Auszeichnung für künstliche Photosynthese

Dr. Tobias Erb
Foto: Bayer
Dr. Tobias Erb

Ein Wissenschaftler des Max-Planck-Instituts für terrestrische Mikrobiologie ist für herausragende Leistungen auf dem Gebiet der "Künstlichen Photosynthese" geehrt worden.

Kuratorium und Stiftungsrat der Bayer Science & Education Foundation haben Dr. Tobias Erb die mit 75.000 € dotierte Auszeichnung zuerkannt. Der Wissenschaftler des Max-Planck-Instituts für terrestrische Mikrobiologie erhält den Preis für herausragende Beiträge auf dem Gebiet der "Synthetischen Biologie und insbesondere ihrer Anwendung auf die künstlichen Photosynthese".

Erb und seine Arbeitsgruppe verwenden dabei die Methoden der Chemie um neue biologische Stoffwechselwege am Reißbrett zu erzeugen ("metabolische Retrosynthese") und entwickeln so die Biologie zu einer synthetischen Disziplin, schreibt der Stiftungsrat. 

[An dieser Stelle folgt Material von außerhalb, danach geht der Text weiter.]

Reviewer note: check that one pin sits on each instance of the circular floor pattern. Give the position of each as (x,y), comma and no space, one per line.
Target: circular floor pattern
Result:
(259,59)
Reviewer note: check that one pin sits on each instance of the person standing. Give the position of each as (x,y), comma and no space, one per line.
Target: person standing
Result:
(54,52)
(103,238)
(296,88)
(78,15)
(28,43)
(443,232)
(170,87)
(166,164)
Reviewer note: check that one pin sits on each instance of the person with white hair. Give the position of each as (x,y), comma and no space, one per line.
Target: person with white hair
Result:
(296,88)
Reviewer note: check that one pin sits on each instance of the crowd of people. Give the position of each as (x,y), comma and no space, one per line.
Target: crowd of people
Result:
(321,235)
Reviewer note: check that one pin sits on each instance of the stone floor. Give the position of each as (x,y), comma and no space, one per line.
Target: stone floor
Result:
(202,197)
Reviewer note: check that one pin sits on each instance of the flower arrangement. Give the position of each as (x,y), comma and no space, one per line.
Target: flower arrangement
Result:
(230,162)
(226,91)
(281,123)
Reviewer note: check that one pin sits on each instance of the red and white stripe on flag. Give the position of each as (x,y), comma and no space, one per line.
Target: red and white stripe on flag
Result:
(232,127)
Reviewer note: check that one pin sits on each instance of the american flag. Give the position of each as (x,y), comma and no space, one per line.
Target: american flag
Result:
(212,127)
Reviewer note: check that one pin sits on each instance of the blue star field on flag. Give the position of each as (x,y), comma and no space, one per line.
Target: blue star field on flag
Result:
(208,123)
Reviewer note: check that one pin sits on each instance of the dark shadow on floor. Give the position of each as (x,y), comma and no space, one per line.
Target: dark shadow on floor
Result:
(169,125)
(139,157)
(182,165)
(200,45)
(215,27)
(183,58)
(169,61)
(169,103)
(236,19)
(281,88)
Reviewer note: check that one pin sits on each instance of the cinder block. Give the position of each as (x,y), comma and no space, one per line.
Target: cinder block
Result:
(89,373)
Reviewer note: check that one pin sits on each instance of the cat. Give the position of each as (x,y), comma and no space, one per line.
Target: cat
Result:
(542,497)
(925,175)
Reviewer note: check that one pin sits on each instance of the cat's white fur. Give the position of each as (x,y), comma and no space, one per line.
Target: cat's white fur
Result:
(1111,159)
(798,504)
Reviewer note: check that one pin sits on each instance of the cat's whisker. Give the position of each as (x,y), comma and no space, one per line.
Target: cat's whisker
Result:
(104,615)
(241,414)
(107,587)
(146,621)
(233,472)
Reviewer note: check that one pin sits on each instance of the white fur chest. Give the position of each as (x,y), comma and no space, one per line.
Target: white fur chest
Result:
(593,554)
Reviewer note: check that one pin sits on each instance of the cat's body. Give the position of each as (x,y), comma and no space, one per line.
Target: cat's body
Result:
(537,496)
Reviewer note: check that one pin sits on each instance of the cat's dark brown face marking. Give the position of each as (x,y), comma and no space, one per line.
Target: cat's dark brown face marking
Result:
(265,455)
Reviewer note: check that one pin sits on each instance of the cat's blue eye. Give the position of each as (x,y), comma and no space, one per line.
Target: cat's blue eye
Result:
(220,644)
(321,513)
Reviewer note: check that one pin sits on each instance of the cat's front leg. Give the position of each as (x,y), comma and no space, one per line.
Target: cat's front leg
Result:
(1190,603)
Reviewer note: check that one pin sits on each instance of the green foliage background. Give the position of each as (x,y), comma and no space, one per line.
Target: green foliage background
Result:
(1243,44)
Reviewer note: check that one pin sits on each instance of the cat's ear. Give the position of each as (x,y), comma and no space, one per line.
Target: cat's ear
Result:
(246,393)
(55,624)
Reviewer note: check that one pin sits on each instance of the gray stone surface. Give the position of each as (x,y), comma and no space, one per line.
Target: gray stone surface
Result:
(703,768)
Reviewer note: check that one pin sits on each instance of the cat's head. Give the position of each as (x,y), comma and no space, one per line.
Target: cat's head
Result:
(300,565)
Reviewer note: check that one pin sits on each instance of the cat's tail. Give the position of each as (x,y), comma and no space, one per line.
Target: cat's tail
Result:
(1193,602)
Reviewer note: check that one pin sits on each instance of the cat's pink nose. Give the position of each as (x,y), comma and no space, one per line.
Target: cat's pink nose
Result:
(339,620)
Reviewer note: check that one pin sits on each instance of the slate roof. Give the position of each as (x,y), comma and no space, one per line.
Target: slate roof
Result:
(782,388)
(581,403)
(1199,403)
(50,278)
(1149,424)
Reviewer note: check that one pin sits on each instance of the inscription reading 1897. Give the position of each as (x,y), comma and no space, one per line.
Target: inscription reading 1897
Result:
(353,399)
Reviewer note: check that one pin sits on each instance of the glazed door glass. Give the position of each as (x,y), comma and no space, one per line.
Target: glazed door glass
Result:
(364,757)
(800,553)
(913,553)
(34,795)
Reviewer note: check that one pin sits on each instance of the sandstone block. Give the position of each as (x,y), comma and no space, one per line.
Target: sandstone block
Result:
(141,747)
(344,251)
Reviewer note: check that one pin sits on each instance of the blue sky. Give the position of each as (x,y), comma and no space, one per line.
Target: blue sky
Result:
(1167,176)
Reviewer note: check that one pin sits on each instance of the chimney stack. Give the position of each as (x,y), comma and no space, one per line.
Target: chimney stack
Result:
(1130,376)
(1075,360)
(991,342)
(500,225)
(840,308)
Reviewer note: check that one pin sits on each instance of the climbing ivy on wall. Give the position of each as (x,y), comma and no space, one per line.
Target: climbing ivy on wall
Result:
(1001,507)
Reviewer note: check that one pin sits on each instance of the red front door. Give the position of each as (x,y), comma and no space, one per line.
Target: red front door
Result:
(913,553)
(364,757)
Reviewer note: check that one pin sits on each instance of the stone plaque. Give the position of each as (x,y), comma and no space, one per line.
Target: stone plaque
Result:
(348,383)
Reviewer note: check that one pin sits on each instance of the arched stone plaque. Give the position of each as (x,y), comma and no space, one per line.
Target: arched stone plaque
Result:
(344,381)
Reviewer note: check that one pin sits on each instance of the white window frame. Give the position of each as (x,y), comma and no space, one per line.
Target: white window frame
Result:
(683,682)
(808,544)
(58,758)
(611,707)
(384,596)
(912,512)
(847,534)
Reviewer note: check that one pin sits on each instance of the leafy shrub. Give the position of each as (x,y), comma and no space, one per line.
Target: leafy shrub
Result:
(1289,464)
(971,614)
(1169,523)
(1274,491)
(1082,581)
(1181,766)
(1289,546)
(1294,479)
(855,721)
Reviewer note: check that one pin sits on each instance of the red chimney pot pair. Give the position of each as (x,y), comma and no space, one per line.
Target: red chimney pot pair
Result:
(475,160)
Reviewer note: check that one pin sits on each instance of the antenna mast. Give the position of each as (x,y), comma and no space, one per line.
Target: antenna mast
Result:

Kohlendioxid (CO2) ist ein wichtiger und natürlicher Bestandteil der Luft und der Erdatmosphäre. Durch menschliche Aktivitäten, allen voran die Verbrennung fossiler Energieträger, stieg sein Anteil in der Atmosphäre in den letzten hundert Jahren auf nahezu die doppelte Menge an. Dieser Anstieg hat negative Seiten: So bewirkt der rapide Anstieg der CO2-Konzentration eine Verstärkung des Treibhauseffektes, der wiederum die globale Erderwärmung antreibt. Andererseits ist CO2 lebensnotwendig für Pflanzen, Algen und einige Bakterien: Sie wandeln das Treibhausgas in Biomasse um; bei der sogenannten Photosynthese entstehen aus CO2 und Wasser, Zucker und Sauerstoff.
Doch dieser drei Milliarden Jahre alte Prozess ist relativ langsam und ineffizient. Der zentrale Biokatalysator der Photosynthese, ein Enzym namens RuBisCO, wandelt im Schnitt lediglich fünf bis zehn CO2-Moleküle pro Sekunde um.

Auf der Suche nach effizienteren Lösungen wurden Tobias Erb und sein Team in Mikroorganismen fündig, die praktisch überall auf der Erde vorkommen: In einem Gramm Erdboden befinden sich Millionen bis Milliarden dieser Kleinstlebewesen, die eine erstaunliche Vielfalt verschiedenster Biokatalysatoren besitzen. Unter diesen Biokatalysatoren befindet sich auch ein bis dato unbekanntes Enzym aus Purpurbakterien, das CO2 bis zu zehnmal schneller umwandelt als die RuBisCO in der natürlichen Photosynthese. Es gelang der Arbeitsgruppe um Tobias Erb, auf Basis dieser hocheffizienten Reaktion und anderen Enzymen aus insgesamt neun verschiedenen Mikroorganismen einen künstlichen Stoffwechselweg zur CO2-Umwandlung im Reagenzglas zu erschaffen, was einen ersten Schritt zur künstlichen Photosynthese darstellt. Auf Grundlage dieser Arbeiten könnte in Zukunft ein relevanter Beitrag zur Deckung des menschlichen Energie- und Nahrungsbedarf entstehen und gleichzeitig die Menge an CO2 in der Atmosphäre verringert werden.